A breakdown of my year
Things I’ve failed in regularly
- Mastering my life on the day to day level consistently.
- Doing the same things over and over in my career and expecting different results (which is insanity).
- Staying up way too late on the regular (11 PM should be latest I go to bed).
- Be selfish to devote blocks of time for self-care and “me time”.
- Settling with things even though I was entirely satisfied with.
- Not asking or reaching out for help when I really needed it.
- Eating super late.
- Going overboard on vices (sorry potato chips…will be seeing much less of you).
- Not giving myself the fuel and nutrients regularly to power me through the demands of my life.
Wins of the year
- Wrote a lot more
- Started Swift Hack Night – and steadily gaining members!
- Met lifelong friends at Camp Reset! (Helloooo if you’re reading!)
- Learned Swift and built some simple iPhone apps
- Got into Lighthouse Labs and will be learning Objective-C
- Started acting like the most helpful person in the Tech community in Toronto because I have the network and power to do so, and because I want to.
- Had the time and space to reflect and heal.
- Got a new job
- Hit a squat PR and realizing I’m a lot stronger than I thought I was and that I’ve yet to reach the edges of my capacity.
- Paid off student loans
- Left a relationship that was toxic (both of our faults)
- Being more honest with myself and others
- Expressing myself authentically (writing and dancing.. lot!)
- Got the fuck off of North America and made it to Cuba for a week.
- Scheduling “tech free times” in my day.
- Understanding that I have a tremendous amount of capacity within myself to connect, learn, grow, love and give.
A big theme this year will be expressing myself and getting closer to the core of who I am that encompass all the areas of improvement I’ve addressed above.

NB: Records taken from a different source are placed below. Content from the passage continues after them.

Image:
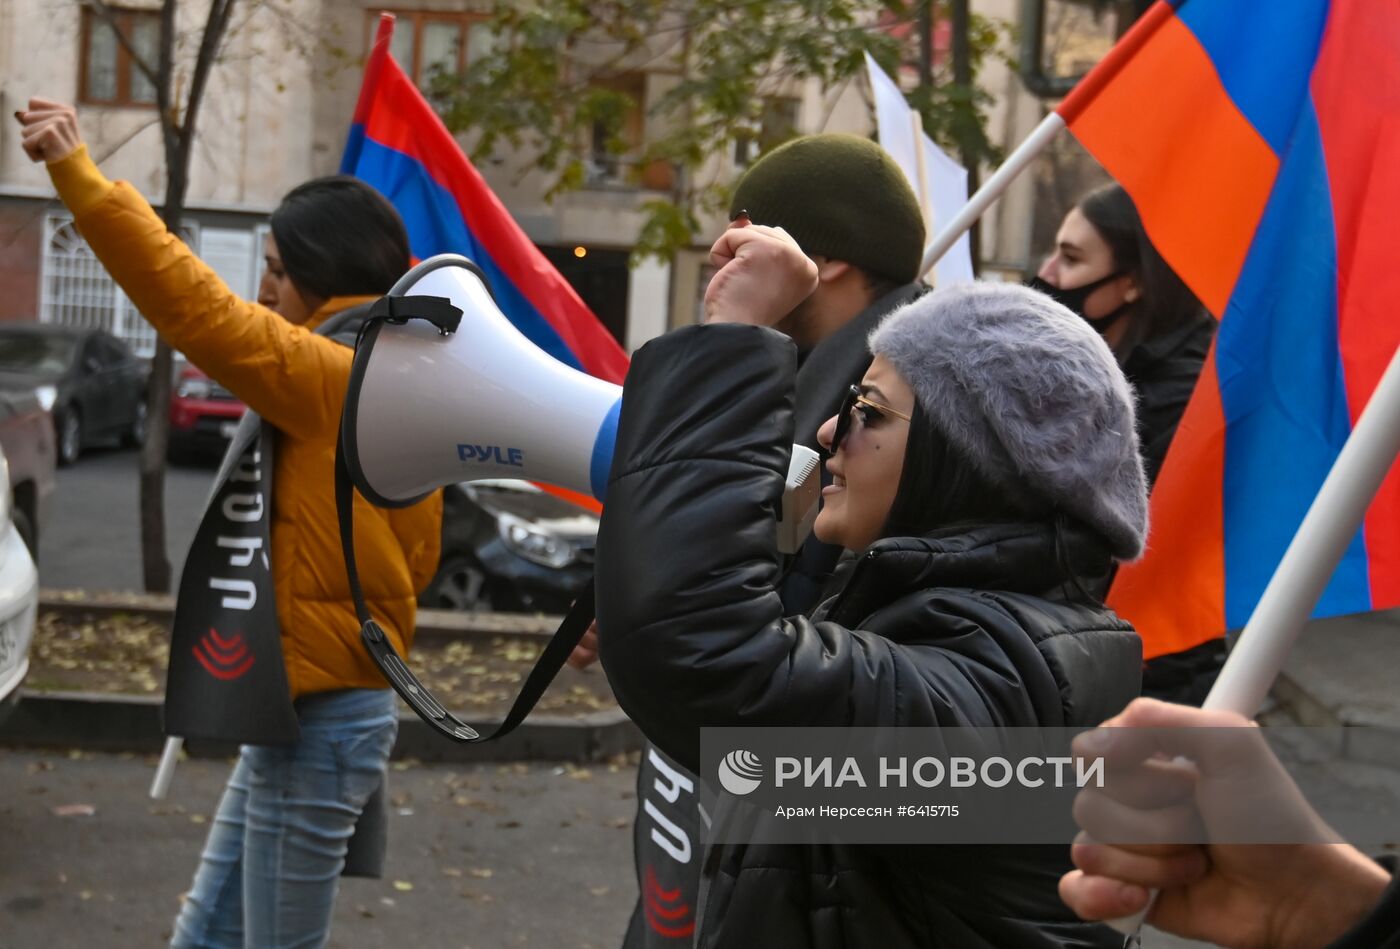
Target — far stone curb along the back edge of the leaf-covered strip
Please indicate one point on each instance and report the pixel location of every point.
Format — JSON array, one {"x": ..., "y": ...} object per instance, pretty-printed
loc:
[{"x": 160, "y": 608}]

A year from now, I’d like to reflect and see that I while aggressive in the growth I expect for myself, I can visualize it all actually happen and putting the work in to make it all happen. But even if “life happens” and some ambitions don’t unravel as I’d like them to, I won’t beat myself up for not being able to accomplish everything.

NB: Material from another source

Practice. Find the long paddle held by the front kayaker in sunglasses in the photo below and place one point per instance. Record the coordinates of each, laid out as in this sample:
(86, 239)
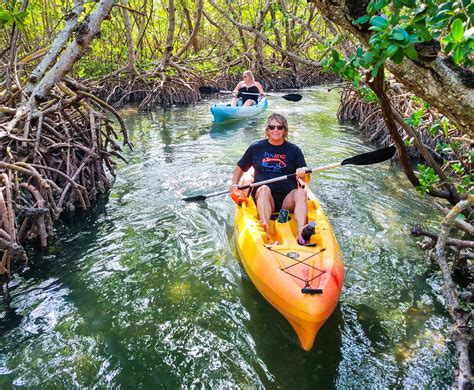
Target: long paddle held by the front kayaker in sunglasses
(369, 158)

Sometimes you have a stretch a little to make magic happen. Other times I’ll fall flat on my face, which I’m all too familiar with. However, I’m learning to celebrate the wins I collect on the way, but not be complacent, but rather honour those wins, be humble and keep on making magic happen in my life.

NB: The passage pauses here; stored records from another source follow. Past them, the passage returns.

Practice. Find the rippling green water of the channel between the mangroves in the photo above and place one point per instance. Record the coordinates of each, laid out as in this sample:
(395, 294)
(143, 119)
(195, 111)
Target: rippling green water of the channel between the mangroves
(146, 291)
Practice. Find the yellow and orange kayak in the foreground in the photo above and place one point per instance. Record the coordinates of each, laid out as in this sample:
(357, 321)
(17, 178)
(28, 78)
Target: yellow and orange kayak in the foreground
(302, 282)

For once in my life, I feel truly alive – unhindered and completely open to exploring this world of ours. While I’m still a big kid at heart, there are many other areas where I need to grow the fuck up. I believe this year will be an incredible year of growth and learning, leap-frogging all other years. Things have been in development for a while now, and it feels that the work I’ve been putting into myself and other areas will manifest itself in ways I can’t forecast or expect – but it’s going to be good. I can feel it in my bones.
A special shout out goes out to Ruthless, Magic, She-Ra and Gabriel for allowing me to couch surf for a bit during the roughest parts of my life and countless other friends who reached out to me and lent me a bit of strength while my head wasn’t all there. Not sure what would have happened had they not been there for me. Things unravelled and worked out beautifully and I was able to regain some semblance of composure because of those friends. A lot of this had to do with the regularity of the Transformers family. I love you all very much and hope to return the favour in my own way sometime down the line.